This term has the same definition as dw_lin_elastic_th, but assumes an exponential approximation of the convolution kernel resulting in much higher efficiency. Can use derivatives.

Definition:

\int_{\Omega} \left [\int_0^t \Hcal_{ijkl}(t-\tau)\,e_{kl}(\ul{u}(\tau)) \difd{\tau} \right]\,e_{ij}(\ul{v})

Call signature:
dw_lin_elastic_eth (ts, material_0, material_1, virtual, state)
Arguments:
  • ts : TimeStepper instance
  • material_0 : \Hcal_{ijkl}(0)
  • material_1 : \exp(-\lambda \Delta t) (decay at t_1)
  • virtual : \ul{v}
  • state : \ul{u}
arg_shapes = {'material_0': 'S, S', 'material_1': '1, 1', 'state': 'D', 'virtual': ('D', 'state')}
arg_types = ('ts', 'material_0', 'material_1', 'virtual', 'state')
static function()
get_fargs(ts, mat0, mat1, virtual, state, mode=None, term_mode=None, diff_var=None, **kwargs)[source]
name = 'dw_lin_elastic_eth'
class sfepy.terms.terms_elastic.LinearElasticIsotropicTerm(name, arg_str, integral, region, **kwargs)[source]

Isotropic linear elasticity term.

Definition:

\int_{\Omega} D_{ijkl}\ e_{ij}(\ul{v}) e_{kl}(\ul{u}) \mbox{ with } D_{ijkl} = \mu (\delta_{ik} \delta_{jl}+\delta_{il} \delta_{jk}) + \lambda \ \delta_{ij} \delta_{kl}

Call signature:
dw_lin_elastic_iso (material_1, material_2, virtual, state)
(material_1, material_2, parameter_1, parameter_2)
Arguments:
  • material_1 : \lambda
  • material_2 : \mu
  • virtual : \ul{v}
  • state : \ul{u}
Arguments 2:
  • material : D_{ijkl}
  • parameter_1 : \ul{w}
  • parameter_2 : \ul{u}
arg_shapes = {'virtual': ('D', 'state'), 'state': 'D', 'parameter_2': 'D', 'material_1': '1, 1', 'material_2': '1, 1', 'parameter_1': 'D'}
arg_types = (('material_1', 'material_2', 'virtual', 'state'), ('material_1', 'material_2', 'parameter_1', 'parameter_2'))
geometries = ['2_3', '2_4', '3_4', '3_8']
get_eval_shape(mat1, mat2, virtual, state, mode=None, term_mode=None, diff_var=None, **kwargs)[source]
get_fargs(lam, mu, virtual, state, mode=None, term_mode=None, diff_var=None, **kwargs)[source]
name = 'dw_lin_elastic_iso'
class sfepy.terms.terms_elastic.LinearElasticTHTerm(name, arg_str, integral, region, **kwargs)[source]

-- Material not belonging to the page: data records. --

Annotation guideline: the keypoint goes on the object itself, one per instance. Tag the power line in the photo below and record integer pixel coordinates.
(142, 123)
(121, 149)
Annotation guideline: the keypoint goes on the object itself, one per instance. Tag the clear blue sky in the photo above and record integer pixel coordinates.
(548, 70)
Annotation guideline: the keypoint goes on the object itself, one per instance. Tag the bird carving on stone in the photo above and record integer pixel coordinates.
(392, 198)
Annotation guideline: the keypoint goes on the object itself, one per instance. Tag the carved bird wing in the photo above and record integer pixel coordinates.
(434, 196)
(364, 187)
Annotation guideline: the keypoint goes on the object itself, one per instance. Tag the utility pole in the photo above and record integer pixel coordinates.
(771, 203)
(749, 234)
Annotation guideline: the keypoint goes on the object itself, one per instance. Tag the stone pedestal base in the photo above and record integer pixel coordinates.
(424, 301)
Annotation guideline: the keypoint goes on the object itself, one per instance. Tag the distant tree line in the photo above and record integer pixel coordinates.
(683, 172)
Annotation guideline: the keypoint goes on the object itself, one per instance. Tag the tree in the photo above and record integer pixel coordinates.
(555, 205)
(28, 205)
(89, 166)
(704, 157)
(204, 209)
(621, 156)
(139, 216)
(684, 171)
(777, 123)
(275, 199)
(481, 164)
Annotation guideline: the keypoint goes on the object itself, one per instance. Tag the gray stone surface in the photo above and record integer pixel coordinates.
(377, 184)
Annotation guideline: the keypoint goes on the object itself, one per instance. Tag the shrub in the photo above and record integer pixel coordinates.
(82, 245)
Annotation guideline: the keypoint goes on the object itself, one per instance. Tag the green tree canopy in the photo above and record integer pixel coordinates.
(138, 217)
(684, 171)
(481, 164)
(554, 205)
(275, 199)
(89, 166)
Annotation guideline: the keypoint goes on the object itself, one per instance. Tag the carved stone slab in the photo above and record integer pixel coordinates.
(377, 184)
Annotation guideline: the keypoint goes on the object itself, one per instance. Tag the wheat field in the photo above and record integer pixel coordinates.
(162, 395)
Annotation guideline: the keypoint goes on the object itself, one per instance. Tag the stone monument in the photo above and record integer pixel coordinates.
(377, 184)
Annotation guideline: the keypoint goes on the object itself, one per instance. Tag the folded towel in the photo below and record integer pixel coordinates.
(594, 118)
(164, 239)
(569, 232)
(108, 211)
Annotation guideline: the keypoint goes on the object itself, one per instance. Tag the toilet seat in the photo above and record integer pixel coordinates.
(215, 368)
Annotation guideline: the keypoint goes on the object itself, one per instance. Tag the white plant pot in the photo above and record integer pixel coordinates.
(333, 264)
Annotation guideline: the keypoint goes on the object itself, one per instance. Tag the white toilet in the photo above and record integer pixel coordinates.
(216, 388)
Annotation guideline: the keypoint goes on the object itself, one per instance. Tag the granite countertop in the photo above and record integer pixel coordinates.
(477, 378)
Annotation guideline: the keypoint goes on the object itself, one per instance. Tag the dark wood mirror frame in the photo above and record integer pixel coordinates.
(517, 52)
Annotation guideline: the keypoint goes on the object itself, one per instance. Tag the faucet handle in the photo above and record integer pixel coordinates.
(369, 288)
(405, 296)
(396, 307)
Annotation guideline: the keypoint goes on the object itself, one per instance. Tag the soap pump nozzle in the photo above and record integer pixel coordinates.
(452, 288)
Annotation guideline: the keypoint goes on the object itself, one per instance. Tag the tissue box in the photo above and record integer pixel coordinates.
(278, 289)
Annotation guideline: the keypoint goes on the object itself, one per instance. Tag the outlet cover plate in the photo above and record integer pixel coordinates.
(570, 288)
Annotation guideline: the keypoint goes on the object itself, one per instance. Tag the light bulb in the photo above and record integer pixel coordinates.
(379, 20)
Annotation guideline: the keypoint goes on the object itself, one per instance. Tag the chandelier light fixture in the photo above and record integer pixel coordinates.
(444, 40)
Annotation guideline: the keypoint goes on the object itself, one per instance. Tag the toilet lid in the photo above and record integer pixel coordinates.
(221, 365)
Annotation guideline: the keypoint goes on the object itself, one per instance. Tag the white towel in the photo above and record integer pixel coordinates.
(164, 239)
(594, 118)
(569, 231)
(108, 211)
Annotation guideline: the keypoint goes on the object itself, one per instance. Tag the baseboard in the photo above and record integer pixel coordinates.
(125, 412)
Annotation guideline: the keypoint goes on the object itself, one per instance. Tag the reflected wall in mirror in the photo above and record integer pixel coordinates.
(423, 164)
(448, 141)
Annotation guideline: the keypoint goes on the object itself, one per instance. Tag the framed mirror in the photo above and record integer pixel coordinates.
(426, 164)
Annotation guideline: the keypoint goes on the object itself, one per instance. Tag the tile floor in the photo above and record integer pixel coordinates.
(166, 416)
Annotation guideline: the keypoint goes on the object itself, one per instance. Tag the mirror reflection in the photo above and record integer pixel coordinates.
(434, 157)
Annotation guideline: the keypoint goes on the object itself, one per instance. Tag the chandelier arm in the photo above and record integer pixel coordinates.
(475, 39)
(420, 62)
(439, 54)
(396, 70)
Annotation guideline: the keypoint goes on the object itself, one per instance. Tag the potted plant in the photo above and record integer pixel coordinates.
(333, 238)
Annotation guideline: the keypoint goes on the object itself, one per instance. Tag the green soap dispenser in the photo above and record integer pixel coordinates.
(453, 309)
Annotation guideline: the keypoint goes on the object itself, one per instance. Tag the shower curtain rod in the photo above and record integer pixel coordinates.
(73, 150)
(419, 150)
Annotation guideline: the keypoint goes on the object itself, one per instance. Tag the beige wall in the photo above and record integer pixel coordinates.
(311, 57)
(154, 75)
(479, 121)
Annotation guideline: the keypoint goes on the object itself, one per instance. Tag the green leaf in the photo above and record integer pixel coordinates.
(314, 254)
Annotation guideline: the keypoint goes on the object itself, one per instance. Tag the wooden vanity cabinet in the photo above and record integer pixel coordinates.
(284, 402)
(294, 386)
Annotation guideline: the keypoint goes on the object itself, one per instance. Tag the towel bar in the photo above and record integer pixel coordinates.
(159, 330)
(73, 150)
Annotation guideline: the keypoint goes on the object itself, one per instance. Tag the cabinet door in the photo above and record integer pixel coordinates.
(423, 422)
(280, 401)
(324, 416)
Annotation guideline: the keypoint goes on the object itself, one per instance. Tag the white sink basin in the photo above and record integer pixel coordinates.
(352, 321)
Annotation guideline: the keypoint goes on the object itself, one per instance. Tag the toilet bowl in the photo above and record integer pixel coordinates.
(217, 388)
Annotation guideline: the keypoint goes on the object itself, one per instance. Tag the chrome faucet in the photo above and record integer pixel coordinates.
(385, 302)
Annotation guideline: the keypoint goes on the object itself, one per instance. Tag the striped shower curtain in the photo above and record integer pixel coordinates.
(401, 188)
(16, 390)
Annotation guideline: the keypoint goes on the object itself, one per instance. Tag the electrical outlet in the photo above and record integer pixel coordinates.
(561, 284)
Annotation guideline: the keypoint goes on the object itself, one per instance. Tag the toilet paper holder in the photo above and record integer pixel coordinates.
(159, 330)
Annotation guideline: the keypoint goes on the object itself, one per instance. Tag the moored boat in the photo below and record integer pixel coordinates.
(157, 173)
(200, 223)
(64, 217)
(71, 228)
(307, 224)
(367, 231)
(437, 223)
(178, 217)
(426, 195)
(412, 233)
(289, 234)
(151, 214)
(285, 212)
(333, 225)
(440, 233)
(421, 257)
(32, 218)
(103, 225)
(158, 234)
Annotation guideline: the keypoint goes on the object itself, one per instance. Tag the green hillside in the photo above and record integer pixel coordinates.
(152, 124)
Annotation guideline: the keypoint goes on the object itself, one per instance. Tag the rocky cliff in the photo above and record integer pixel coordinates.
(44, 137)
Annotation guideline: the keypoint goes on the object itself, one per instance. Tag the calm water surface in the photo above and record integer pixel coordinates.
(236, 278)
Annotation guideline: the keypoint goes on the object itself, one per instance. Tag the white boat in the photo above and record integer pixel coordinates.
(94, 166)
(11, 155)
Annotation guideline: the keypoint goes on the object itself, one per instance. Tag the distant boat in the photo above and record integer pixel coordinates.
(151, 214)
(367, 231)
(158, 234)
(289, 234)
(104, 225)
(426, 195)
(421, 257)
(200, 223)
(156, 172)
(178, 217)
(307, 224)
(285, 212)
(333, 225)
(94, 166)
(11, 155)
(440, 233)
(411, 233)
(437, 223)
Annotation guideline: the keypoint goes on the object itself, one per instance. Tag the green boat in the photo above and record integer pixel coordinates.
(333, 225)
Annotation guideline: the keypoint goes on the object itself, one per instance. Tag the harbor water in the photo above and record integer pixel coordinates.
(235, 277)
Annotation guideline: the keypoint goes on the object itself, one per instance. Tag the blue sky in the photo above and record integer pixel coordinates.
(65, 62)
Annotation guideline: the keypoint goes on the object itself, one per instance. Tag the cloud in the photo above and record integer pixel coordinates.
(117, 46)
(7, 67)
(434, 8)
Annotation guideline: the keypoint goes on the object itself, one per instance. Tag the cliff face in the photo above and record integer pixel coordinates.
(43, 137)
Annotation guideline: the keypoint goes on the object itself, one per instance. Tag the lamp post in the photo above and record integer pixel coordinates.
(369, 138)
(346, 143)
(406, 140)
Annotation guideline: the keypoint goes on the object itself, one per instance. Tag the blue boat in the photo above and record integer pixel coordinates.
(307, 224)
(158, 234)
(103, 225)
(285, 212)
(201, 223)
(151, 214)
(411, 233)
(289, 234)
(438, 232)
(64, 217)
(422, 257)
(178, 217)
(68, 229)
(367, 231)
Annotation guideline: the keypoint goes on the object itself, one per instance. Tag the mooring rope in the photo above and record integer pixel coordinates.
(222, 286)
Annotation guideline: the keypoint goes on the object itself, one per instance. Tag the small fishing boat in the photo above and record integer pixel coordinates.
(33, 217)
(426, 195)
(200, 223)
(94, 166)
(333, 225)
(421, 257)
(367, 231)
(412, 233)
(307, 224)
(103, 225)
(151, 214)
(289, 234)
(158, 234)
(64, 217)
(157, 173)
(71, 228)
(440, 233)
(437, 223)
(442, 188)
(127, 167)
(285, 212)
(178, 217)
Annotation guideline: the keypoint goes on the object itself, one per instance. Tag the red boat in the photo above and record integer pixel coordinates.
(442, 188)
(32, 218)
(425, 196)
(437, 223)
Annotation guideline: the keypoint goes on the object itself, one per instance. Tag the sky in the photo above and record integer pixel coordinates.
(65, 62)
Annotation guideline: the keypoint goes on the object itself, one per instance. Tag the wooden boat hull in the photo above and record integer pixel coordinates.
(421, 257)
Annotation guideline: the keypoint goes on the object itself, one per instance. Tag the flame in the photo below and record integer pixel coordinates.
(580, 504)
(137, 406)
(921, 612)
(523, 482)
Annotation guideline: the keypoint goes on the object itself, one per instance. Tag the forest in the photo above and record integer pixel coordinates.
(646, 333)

Fading memory linear elastic (viscous) term. Can use derivatives.

Definition:

\int_{\Omega} \left [\int_0^t \Hcal_{ijkl}(t-\tau)\,e_{kl}(\ul{u}(\tau)) \difd{\tau} \right]\,e_{ij}(\ul{v})

Call signature:
dw_lin_elastic_th (ts, material, virtual, state)
Arguments:
  • ts : TimeStepper instance
  • material : \Hcal_{ijkl}(\tau)
  • virtual : \ul{v}
  • state : \ul{u}
arg_shapes = {'state': 'D', 'material': '.: N, S, S', 'virtual': ('D', 'state')}
arg_types = ('ts', 'material', 'virtual', 'state')
static function()
get_fargs(ts, mats, virtual, state, mode=None, term_mode=None, diff_var=None, **kwargs)[source]
name = 'dw_lin_elastic_th'
class sfepy.terms.terms_elastic.LinearElasticTerm(name, arg_str, integral, region, **kwargs)[source]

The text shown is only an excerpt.